The announcement was made on July 10 at the Society’s annual reception in London. This is the fourth successive year the Whitfield Prize has been won by a Cambridge University Press author and the sixth occasion in the past ten years.
The Royal Historical Society was founded in 1868 and remains the foremost society in Great Britain promoting and defending the scholarly study of the past. It awards a number of prizes each year to recognize outstanding historical scholarship and achievement and offers the Whitfield prize for a new book on British or Irish history. To be eligible the book must have been published in the United Kingdom or the Republic of Ireland during the calendar year. It must also be its author's first solely written book and be an original and scholarly work of historical research.

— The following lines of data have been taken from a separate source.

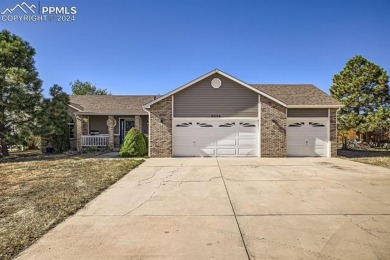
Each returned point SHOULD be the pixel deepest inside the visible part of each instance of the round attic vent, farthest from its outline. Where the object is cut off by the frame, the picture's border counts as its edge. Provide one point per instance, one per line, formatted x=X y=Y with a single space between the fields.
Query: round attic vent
x=216 y=83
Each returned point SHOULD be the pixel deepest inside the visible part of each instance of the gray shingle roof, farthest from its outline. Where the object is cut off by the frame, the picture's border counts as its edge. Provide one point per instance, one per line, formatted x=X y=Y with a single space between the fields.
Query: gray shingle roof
x=111 y=104
x=292 y=94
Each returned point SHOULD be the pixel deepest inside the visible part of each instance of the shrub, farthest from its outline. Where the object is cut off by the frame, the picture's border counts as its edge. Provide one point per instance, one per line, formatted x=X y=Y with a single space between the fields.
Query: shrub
x=134 y=145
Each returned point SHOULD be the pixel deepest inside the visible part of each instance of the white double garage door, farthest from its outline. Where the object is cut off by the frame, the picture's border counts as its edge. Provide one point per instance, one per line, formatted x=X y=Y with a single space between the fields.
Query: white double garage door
x=215 y=137
x=240 y=137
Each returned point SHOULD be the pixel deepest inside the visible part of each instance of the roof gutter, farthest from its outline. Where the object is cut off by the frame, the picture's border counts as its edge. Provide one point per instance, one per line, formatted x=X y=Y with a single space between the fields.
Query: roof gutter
x=315 y=106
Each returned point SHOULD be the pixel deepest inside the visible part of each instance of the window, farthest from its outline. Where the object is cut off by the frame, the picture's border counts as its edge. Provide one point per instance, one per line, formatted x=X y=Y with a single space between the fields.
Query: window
x=204 y=125
x=71 y=129
x=296 y=124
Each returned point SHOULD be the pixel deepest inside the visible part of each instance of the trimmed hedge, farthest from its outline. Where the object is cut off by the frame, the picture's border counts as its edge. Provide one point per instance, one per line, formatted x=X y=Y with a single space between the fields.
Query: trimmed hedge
x=134 y=144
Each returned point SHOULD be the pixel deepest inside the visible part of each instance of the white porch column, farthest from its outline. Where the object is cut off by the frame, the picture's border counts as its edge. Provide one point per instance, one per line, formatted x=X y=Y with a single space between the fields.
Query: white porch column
x=111 y=123
x=138 y=123
x=79 y=131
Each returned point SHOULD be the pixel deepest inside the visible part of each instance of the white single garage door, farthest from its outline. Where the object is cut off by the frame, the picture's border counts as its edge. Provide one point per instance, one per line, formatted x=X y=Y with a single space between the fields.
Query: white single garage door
x=215 y=137
x=307 y=137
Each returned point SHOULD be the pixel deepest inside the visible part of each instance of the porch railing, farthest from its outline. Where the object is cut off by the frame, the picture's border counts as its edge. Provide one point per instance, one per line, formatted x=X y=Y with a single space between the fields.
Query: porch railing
x=94 y=140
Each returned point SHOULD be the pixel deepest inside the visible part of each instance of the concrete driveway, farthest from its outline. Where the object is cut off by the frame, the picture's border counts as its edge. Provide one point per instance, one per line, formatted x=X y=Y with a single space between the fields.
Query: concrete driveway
x=231 y=208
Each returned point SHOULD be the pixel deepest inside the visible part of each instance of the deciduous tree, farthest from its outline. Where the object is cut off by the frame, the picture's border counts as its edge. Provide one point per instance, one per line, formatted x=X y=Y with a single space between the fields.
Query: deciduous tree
x=86 y=88
x=54 y=119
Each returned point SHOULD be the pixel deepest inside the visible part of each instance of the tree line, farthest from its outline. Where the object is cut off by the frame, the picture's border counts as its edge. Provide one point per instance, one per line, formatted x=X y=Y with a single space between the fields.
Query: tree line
x=25 y=113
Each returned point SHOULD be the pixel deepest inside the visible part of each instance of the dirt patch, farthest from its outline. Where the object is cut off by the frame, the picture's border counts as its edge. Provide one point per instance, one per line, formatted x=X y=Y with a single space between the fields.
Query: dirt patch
x=36 y=195
x=379 y=158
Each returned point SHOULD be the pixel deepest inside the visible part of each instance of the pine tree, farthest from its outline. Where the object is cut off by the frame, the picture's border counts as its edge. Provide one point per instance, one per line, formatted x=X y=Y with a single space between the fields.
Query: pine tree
x=20 y=89
x=362 y=87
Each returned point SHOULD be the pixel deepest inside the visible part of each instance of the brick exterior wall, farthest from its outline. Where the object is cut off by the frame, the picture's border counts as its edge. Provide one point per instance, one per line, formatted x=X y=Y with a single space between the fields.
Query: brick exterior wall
x=273 y=139
x=160 y=135
x=333 y=132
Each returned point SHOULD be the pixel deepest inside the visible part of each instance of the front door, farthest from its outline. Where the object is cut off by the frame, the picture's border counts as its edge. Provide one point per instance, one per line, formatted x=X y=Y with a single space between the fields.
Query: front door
x=124 y=127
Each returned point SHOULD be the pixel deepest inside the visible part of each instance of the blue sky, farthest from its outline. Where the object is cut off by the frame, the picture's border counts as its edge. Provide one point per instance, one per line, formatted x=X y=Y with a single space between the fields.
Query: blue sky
x=154 y=46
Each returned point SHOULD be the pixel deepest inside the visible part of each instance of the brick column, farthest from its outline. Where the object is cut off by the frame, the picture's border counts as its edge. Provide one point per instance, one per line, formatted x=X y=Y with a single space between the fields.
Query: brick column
x=111 y=123
x=138 y=123
x=79 y=131
x=160 y=135
x=333 y=132
x=273 y=129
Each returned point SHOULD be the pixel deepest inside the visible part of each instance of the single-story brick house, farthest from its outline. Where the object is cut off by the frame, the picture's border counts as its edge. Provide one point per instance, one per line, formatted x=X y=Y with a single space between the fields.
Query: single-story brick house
x=213 y=115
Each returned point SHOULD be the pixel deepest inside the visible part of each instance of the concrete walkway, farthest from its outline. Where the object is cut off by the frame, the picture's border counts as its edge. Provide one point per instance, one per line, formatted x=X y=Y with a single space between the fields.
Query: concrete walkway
x=230 y=208
x=108 y=155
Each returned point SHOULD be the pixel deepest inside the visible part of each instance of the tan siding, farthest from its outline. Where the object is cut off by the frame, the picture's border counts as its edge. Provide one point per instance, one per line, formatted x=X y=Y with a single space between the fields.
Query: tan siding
x=98 y=123
x=307 y=112
x=145 y=127
x=202 y=100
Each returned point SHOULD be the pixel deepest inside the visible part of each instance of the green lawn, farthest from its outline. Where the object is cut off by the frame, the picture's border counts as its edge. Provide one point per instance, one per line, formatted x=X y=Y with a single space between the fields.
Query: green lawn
x=379 y=158
x=36 y=195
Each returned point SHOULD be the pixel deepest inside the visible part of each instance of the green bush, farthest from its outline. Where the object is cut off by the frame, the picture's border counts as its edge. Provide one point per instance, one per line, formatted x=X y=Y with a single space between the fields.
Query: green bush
x=134 y=145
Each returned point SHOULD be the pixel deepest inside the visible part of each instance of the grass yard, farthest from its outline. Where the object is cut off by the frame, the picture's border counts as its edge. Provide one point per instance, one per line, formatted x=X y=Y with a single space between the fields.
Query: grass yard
x=379 y=158
x=36 y=195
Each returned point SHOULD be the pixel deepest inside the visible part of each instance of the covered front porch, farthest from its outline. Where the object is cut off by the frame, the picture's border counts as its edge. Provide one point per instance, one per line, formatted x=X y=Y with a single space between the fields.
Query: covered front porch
x=106 y=130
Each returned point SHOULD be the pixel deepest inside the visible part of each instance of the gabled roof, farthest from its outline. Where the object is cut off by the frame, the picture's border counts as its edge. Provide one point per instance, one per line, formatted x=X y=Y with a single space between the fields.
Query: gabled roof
x=110 y=104
x=207 y=75
x=287 y=95
x=298 y=95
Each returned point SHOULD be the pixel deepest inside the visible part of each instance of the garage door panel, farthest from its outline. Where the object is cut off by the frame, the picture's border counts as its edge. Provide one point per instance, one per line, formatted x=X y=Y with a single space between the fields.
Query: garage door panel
x=307 y=137
x=183 y=151
x=247 y=143
x=226 y=151
x=227 y=142
x=247 y=151
x=204 y=141
x=215 y=137
x=207 y=152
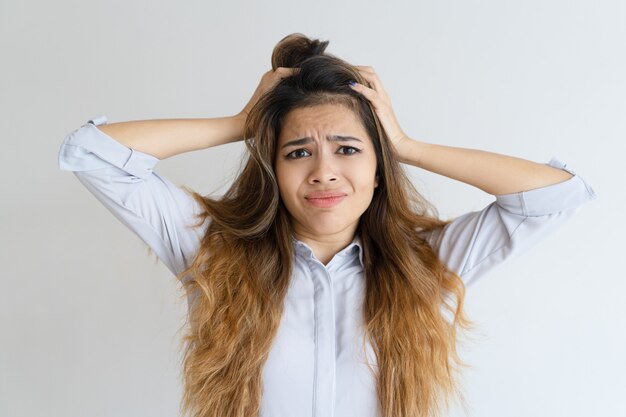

This year’s judges said: ‘Ben Griffin’s beautifully clear and crystalline monograph makes an important contribution both to Victorian political history and to gender studies. He argues that the fortunes of the women’s movement in parliament can only properly be understood by considering the notions of masculinity articulated by the legislators themselves. By showing the degree to which individual allegiances often shifted, he shows the inappropriateness of simplistic pro-suffrage/anti-suffrage, pro-feminist/anti-feminist categories. The book combines statistical data with some wonderfully executed individual vignettes revealing some very curious species of anxious masculinities. It moves deftly between politics, gender studies, social history, and the history of the law.’